Central parasympathetic excitation in real-time during intra-operative stretch stimulation of the carotid sinus intima in anaesthetised human subjects

      Objective: Using the NeuroScope™ system we measured real-time intraoperative changes in central parasympathetic activity in 15 anaesthetised patients undergoing carotid endarterectomy (CEA). We assessed the response to direct stimulation of the carotid sinus before and after removal of atheromatous plaque. Methods: Baseline blood pressure (BP), heart rate (HR), cardiac vagal tone (CVT) and cardiac sensitivity to baroreflex (CSB) were measured 2 days pre-operatively and 2 days post-operatively. Intraoperative measurements were recorded continuously during stretch-stimulation of the internal wall of the carotid sinus with atheromatous plaque in-situ (first rub test) and following atheromatous plaque removal (second rub test). Results: Pre-operative levels of CVT and CSB were low.

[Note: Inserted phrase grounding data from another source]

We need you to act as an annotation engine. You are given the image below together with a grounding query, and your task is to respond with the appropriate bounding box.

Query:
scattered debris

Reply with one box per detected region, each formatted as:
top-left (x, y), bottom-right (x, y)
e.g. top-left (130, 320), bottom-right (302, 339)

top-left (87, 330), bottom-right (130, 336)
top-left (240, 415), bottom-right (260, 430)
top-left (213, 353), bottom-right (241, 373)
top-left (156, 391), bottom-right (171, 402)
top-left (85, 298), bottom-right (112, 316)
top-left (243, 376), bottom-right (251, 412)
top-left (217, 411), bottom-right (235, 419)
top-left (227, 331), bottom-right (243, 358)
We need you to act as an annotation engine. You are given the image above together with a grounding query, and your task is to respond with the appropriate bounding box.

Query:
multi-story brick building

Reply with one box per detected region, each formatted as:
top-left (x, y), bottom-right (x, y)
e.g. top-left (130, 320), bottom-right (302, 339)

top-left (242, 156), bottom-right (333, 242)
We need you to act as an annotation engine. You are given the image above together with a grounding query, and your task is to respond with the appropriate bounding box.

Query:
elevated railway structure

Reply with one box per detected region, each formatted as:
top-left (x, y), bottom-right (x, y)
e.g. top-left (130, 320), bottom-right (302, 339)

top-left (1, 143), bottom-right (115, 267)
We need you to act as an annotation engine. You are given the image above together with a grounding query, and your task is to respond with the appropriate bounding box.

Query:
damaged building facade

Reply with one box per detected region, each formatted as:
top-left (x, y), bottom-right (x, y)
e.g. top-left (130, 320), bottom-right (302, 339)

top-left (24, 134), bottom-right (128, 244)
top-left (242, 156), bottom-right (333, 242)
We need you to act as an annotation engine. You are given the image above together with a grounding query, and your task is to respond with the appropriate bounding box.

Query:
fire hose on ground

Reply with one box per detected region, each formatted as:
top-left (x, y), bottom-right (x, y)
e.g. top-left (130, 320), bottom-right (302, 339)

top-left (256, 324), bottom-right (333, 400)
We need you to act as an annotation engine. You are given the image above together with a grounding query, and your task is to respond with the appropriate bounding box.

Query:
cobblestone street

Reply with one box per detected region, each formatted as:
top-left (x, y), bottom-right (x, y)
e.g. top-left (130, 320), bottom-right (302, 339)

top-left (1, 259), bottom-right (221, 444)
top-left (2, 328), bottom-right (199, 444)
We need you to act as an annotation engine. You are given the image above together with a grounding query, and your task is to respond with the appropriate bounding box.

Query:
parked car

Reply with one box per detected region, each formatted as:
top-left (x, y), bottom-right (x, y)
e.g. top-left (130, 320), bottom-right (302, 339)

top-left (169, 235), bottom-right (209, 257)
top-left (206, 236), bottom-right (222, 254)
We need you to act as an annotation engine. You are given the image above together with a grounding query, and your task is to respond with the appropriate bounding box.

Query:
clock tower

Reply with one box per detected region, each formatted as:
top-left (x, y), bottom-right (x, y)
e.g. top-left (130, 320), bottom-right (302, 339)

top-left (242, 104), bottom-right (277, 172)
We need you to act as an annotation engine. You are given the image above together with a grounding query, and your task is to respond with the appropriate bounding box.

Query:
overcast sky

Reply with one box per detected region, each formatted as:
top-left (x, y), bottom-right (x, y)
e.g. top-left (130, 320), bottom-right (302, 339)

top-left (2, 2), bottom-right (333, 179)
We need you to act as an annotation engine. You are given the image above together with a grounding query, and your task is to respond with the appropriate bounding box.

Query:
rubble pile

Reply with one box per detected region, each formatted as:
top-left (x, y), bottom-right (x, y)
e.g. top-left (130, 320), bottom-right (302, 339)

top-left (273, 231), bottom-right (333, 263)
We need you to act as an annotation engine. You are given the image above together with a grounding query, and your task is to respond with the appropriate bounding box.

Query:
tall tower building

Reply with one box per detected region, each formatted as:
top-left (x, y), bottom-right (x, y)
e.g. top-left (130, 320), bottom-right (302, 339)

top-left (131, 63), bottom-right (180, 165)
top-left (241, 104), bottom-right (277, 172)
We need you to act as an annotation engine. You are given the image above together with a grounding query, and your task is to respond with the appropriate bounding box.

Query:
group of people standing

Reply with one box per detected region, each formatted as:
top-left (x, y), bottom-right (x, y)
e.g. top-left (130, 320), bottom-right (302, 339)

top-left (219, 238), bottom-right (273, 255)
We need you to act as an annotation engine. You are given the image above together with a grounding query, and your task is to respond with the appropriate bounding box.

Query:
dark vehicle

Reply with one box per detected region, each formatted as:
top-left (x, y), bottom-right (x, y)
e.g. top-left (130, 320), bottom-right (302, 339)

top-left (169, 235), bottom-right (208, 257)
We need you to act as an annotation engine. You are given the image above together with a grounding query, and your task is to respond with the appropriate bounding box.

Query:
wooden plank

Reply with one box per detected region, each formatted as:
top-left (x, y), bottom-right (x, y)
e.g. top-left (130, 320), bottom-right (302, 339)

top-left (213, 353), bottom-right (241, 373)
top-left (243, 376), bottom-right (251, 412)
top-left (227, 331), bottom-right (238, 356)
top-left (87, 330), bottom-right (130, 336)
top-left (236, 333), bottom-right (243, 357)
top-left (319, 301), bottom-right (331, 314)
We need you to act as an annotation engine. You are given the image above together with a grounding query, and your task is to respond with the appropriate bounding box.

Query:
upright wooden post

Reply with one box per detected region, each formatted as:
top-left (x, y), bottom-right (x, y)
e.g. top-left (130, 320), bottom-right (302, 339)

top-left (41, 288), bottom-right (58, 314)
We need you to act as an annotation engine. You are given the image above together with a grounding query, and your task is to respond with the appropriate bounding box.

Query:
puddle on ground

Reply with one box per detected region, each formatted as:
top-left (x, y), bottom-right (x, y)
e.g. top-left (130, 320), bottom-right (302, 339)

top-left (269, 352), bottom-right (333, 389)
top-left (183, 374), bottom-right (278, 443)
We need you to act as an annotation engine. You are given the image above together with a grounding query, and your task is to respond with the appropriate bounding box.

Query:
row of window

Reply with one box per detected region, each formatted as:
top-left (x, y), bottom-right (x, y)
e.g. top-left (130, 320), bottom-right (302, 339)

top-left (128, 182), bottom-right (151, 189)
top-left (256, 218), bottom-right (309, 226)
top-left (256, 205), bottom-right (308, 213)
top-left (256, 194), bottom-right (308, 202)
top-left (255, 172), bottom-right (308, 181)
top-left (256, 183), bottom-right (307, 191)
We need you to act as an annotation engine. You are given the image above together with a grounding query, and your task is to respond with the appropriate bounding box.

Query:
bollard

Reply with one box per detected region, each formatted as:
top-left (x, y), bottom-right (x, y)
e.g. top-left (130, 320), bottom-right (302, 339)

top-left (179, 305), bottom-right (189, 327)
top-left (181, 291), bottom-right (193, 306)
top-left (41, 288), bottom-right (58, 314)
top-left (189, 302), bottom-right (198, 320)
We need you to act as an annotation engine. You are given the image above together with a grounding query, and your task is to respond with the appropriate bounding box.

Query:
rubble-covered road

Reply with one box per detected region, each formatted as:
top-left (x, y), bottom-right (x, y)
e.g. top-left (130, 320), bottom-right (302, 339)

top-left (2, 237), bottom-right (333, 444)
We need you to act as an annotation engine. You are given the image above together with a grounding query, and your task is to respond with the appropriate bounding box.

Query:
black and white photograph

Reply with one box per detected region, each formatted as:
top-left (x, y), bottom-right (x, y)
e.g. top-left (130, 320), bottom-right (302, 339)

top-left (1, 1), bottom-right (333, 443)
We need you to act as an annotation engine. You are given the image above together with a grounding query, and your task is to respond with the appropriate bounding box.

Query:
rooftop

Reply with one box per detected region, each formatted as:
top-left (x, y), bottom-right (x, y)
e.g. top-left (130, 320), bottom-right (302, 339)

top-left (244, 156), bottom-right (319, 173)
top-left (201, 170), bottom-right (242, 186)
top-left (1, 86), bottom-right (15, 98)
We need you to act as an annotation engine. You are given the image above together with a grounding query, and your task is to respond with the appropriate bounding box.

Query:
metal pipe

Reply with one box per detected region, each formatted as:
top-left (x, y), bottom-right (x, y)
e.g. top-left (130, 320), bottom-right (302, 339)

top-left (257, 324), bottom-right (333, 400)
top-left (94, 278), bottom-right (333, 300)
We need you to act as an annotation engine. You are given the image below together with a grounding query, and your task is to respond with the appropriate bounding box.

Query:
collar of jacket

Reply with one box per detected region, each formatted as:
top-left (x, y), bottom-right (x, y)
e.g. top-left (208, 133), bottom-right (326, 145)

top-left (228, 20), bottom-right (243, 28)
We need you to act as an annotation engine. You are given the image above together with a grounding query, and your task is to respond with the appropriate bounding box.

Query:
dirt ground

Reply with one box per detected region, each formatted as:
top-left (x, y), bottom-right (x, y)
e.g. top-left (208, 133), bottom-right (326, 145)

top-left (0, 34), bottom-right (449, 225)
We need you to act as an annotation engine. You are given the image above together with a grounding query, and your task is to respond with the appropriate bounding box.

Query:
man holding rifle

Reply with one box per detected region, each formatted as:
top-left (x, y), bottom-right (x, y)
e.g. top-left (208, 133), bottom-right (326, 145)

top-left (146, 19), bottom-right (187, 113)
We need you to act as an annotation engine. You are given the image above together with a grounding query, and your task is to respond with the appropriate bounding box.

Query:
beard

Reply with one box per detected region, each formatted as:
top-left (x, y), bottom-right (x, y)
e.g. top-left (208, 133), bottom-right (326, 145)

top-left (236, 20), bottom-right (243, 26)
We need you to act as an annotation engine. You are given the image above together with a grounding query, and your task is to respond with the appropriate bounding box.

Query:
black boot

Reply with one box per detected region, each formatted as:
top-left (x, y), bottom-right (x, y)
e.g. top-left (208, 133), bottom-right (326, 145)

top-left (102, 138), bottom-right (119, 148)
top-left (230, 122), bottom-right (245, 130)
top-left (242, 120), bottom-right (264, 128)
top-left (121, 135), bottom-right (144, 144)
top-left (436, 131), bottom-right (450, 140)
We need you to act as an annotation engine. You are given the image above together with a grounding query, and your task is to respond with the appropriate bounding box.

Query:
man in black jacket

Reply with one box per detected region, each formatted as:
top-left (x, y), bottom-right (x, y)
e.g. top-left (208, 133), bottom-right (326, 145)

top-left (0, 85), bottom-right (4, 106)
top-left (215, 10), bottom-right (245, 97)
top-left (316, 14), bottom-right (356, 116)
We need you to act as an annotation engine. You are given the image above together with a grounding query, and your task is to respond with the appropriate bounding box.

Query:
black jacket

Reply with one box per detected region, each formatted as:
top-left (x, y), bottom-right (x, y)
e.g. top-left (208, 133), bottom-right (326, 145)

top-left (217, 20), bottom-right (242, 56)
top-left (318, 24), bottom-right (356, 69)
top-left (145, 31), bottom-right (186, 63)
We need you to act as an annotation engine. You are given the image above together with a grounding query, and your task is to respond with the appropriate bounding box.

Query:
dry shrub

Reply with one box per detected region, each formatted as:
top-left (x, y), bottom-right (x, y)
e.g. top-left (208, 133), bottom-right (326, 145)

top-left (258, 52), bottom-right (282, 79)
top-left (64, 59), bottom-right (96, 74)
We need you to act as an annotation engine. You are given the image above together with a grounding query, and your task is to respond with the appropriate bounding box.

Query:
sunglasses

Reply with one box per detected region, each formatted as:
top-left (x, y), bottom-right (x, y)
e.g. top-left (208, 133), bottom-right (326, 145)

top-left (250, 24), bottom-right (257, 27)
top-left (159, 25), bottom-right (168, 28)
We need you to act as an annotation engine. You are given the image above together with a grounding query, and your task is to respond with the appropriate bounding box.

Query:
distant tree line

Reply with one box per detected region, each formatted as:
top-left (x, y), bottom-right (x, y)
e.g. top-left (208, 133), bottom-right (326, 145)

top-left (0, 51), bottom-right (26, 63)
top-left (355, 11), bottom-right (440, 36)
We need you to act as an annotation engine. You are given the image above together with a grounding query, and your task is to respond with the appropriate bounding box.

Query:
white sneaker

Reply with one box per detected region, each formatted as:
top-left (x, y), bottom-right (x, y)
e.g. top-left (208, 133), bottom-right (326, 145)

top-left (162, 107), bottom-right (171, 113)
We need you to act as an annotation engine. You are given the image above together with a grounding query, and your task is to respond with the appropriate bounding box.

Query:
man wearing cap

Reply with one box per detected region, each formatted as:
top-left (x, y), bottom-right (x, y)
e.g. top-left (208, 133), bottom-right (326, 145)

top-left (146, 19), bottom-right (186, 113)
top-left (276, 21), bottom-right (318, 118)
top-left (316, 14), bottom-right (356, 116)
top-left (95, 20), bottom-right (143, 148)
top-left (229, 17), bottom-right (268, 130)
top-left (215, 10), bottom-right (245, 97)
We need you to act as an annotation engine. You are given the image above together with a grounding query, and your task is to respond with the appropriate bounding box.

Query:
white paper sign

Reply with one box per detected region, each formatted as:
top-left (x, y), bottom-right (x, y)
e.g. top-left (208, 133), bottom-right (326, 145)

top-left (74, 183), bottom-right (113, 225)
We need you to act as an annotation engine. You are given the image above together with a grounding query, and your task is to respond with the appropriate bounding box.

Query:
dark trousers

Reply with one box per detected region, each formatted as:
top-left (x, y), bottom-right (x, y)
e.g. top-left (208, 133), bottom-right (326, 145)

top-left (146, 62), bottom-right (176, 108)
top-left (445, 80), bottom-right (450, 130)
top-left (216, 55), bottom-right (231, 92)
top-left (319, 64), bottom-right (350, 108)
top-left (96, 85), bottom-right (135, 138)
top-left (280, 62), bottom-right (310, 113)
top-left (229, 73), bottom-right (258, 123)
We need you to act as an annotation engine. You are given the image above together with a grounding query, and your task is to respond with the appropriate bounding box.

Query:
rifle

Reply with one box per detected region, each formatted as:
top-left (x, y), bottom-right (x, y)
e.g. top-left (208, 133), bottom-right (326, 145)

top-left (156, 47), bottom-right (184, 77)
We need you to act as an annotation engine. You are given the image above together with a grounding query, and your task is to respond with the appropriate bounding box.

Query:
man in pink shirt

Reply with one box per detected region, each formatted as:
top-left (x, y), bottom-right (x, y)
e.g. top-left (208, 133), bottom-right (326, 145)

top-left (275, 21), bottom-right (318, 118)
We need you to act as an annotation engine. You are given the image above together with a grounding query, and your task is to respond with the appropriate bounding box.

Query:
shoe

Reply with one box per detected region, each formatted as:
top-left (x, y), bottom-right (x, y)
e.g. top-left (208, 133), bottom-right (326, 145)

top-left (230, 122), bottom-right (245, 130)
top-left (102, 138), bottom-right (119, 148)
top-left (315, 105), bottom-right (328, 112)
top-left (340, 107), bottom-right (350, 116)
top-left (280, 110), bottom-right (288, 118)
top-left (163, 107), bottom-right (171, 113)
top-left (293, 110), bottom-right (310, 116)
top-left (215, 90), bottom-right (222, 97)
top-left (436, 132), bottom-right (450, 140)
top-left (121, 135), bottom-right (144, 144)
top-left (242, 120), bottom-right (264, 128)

Before endarterectomy was performed, the first rub test provoked a parasympathetic excitation indicated by an increase in both CVT and CSB. Depression of the rostral ventro-lateral medulla mediated by baroreceptor stimulation was indicated by the following significant changes; 5% drop in diastolic BP, 4% drop in systolic BP and 5% drop in HR. Following endarterectomy, the second rub test provoked no response. Conclusions: The results show that baroreflex function survived dissection and opening of the carotid sinus, but not removal of atheromatous plaque from the intima. It implies that afferent nerves responding to stretch stimulus extend to the luminal surface of the carotid sinus and can be damaged during CEA surgery. Both CVT and CSB are severely low in advanced atherosclerosis. Since the NeuroScope™ system can quantify the output of carotid sinus stimulation; accurate non-invasive routine clinical assessment of baroreflex function is now possible.